# Slate or shale? pics included



## greenbirds (Jul 30, 2007)

Or something else?? I bought a bunch of this rock assuming it was slate.. Now I'm not so sure. While rinsing and scrubbing it clean, I noticed that some pieces continued to release a fine, clay-like mud as I scrubbed. Other pieces that look identical, however, seemed solid and rinsed clean. These rocks are not crumbly or sharp, but some do have some very fine, shiny particles adhering to some surfaces, with no shiny stuff on the edges. Many of the rocks are very flat on one side and somewhat textured/pitted on the other (as in the 4th photo).

I just started the bucket test to see if an oily residue results from a soaking.


----------



## mavericks (Jan 22, 2007)

It looks like flagstone to me.
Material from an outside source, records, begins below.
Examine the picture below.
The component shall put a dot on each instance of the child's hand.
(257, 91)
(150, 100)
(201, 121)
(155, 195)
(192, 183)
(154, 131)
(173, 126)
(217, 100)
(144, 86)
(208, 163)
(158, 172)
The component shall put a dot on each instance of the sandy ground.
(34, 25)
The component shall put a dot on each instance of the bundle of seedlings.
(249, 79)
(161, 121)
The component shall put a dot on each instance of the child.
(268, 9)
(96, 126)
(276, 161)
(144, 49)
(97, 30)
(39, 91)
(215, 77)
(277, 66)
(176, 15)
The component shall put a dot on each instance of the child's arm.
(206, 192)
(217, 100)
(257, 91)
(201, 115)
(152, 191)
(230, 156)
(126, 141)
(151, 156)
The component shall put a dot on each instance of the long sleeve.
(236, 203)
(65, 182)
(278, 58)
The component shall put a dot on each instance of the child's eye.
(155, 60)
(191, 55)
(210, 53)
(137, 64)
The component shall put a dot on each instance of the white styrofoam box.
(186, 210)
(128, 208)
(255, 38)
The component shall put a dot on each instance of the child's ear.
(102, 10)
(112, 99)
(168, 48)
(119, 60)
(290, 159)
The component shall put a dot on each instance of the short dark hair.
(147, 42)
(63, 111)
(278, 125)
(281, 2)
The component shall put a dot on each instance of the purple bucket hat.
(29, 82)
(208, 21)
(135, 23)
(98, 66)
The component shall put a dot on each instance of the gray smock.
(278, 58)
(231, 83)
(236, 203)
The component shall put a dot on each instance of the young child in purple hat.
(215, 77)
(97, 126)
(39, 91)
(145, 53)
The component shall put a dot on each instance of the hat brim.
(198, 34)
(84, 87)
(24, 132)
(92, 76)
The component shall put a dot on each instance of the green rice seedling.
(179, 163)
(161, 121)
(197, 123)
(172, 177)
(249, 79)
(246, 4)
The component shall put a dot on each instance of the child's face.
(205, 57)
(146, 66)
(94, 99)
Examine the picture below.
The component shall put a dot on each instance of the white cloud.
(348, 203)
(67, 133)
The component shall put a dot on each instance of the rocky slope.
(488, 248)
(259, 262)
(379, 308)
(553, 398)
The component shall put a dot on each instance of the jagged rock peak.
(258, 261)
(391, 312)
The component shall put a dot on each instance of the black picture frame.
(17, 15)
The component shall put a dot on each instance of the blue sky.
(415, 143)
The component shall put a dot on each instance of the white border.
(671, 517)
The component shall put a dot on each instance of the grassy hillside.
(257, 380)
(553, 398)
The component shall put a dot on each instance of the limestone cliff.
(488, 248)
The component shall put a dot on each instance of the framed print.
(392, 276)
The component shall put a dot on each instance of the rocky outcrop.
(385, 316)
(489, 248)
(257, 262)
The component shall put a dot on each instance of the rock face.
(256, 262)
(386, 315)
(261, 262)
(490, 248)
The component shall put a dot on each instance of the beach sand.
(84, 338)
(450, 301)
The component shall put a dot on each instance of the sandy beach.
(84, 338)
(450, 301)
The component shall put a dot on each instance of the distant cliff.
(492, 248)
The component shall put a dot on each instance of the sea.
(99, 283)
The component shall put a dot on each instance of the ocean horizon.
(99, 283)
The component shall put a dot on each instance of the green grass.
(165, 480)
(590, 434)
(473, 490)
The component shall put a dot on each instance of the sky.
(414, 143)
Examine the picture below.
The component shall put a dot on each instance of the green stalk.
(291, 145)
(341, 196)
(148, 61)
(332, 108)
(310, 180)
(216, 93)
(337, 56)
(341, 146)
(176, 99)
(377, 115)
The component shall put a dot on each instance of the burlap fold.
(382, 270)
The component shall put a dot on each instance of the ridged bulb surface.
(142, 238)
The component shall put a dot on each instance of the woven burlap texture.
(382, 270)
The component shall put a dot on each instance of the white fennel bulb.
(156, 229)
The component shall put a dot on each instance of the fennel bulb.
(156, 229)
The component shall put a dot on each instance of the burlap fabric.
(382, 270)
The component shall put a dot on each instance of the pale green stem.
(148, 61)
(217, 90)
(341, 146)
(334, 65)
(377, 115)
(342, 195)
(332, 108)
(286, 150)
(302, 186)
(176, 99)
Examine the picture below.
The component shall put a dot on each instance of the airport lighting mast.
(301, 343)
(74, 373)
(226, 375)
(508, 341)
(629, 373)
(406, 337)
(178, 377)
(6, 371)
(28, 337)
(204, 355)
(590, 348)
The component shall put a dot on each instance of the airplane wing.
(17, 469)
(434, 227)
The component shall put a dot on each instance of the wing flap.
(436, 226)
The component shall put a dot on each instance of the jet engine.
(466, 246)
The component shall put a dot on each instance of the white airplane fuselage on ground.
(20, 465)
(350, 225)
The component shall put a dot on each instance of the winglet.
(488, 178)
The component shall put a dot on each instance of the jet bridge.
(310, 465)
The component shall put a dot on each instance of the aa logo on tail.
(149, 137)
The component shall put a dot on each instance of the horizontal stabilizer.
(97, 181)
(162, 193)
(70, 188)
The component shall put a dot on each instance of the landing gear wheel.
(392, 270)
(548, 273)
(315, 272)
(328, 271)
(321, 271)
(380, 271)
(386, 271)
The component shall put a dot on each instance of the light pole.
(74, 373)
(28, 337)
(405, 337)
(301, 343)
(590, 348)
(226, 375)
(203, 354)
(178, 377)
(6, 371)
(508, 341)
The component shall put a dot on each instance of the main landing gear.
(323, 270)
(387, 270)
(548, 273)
Oklahoma silver mist or Pennsylvania blue grey.


----------



## greenbirds (Jul 30, 2007)

Thank you for that. I looked at some photos of the silver mist flagstone and mine appears to be very similar. Any chance you know if it actually contains any silver (bad for fish)? Google searches have been no help. Many sites talk about "silver and gray colors" but make no mention as to whether it actually contains any.


----------



## mavericks (Jan 22, 2007)

I think that silver just refers to the overall color tone. I've only used it on pools...but I can't imagine it being harmful to fish.


----------



## mavericks (Jan 22, 2007)

Sorry...it just came to me! I have a buddy who used silver mist in a Koi pond.


----------